Hågensen had a rough start in life. He was born in Norway’s Arctic city of Vardø in 1938, into a poor family whose widowed mother had to send both Yngve and a brother to a care home because she couldn’t support them. When their home region of Finnmark was burned by retreating Nazi German invaders in 1944, Hågensen was evacuated to Southern Norway and wound up at the opposite end of the country, in Halden. He had to start working to support himself from the age of 14, at a sawmill: “His upbringing would either measure him in rags or strengthen him for a demanding life ahead,” wrote one of his biographers, Reidar Hirsti.
Hågensen opted for the strengthening, and was later hired by the labour organization representing sawmill workers, Saubrugsforeningen. He rose through the ranks and later through those at LO, Norway’s largest trade union confederation. He’s said to have won more and more strength with his rough language, clenched fists and a keen understanding of the labour movement’s proletarian roots. He was skeptical towards anyone in the labour movement or the Norwegian Labour Party who came from privleged backgrounds, including former prime ministers Gro Harlem Brundtland, Stoltenberg and current Labour prime minister Jonas Gahr Støre, who spoke at his funeral.

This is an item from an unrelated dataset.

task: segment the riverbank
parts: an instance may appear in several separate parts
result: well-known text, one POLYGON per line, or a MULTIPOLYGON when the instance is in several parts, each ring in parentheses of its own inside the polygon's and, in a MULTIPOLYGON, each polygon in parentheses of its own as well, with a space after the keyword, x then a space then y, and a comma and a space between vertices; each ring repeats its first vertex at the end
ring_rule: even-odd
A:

By 1977, though, Hågensen was himself part of the “elite” within LO, and became LO leader in 1989. He had huge influence throughout the 1990s, holding Norway’s top labour union post until 2001. His biography was entitled “Do your duty, demand your rights,” and he rarely settled for anything less. He was known for his temper and rough language, but also as a surprisingly sympathetic soul who’d been elected to his first term as head of LO by a vote of 193 to 121.
His 12 years at the top of LO yielded major victories along with downturns he had a hard time accepting. Through it all he wanted Norway to join the EU, and was disappointed that referenda in both 1972 and 1994 turned down EU membership.

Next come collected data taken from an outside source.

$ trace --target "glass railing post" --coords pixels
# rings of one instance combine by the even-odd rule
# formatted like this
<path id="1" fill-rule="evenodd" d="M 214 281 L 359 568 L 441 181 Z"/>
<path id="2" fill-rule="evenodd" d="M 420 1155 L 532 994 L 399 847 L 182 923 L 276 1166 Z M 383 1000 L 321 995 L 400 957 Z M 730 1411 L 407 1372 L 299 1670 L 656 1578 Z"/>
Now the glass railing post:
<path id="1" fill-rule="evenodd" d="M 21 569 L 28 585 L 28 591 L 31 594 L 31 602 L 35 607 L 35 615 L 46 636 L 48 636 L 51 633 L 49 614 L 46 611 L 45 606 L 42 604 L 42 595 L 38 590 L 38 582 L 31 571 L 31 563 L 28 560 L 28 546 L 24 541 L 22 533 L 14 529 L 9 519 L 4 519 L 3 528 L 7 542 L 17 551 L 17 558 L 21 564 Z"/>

He died at the age of 84 earlier this month after a sudden illness. Current LO leader Peggy Hessen Følsvik noted how Hågensen made his mark on the labour movement, also through unusual solidarity with employers that brought Norway out of economic crisis and high unemployment in the early 1990s.
“It was also under his leadership that LO won a fifth week of holiday for workers,” Følsvik noted. “We’ve lost a giant who meant so much for so many,” she added in a tribute published this week in newspaper Dagsavisen. “His name will stand in the history books as one of the great LO leaders.”